社交界デビューの場で、挨拶回りの後に二人きりで話をし笑い合ったことも――その後たまたま舞踏会で会った時に二、三ばかり言葉を交わしたことも、すべてに目撃者がいた。お陰で社交界では、私が彼女と相当親しかったという話が当たり前のように広まっていたのだ。
私がつい言い淀んでいるうちに、「でも」とその婦人は他の噂も教えてくれた。
「あの子の家の使用人が証言したんですって。手紙や招待状を貰っても結局返事をしなくなってしまうから、人との付き合いがなかったって――だから、手掛かりがないみたい。じゃあ、アザリーさんも違ったのね」
――彼女には手紙をよく送っていたのに、警察から話を聞かれなかったのはおかしいと思っていた。
私の手紙に返事をしなくなったのは私が追い詰めたからだけれど、他の貴族の招待にも応じていない話は聞いていた。どうやら私が送っていた手紙も、事態をよく知らない使用人によって「同様のもの」と見做されたようだ。
「やっぱり、彼女、悩んでいたのかしら? お父様の会社のことで」
一瞬喉の奥が苦しくなった。でも、ゆっくり息を吸う。吐く。……大丈夫。私は無邪気に、実に無邪気に聞いてくる彼女に向けて、何とか悲しい微笑みを貼り付けた。

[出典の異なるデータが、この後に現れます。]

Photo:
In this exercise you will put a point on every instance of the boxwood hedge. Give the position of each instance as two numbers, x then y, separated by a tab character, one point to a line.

「……失踪した原因は、話してもらえませんでした。最後に会ったのも、ずっと前なんです」
厚化粧の女性を前にそう言葉を吐いた時、自分の喉こそあんな風に裂かれるべきなのではと思った。どの口がそんなことを言うのだろう。お義父様に迷惑を掛ける訳にはいかないなんてただの詭弁で――私は、自分を守っているだけだ。
罪を告白することなんて、誰にも迷惑を掛けないとしても、出来もしないのに。
「そうなの……でも、アザリーさんが言うならそうなのね。ごめんなさいね」
婦人は申し訳なさそうに言った。でもこれは私に対してじゃない――彼女は私がストラフォード侯爵夫人という後ろ盾を持つ人間だと知っているから謝る。私ではなく、権力に睨まれないように阿るのだ。
好奇心から質問をぶつけようとも、私の発言を真っ向から否定するようなことは決してしないのは、私の背後に彼女の怯える権力があるからだ。
そんなことが分かるようになって、心の奥がいつも鈍く痛むようになった。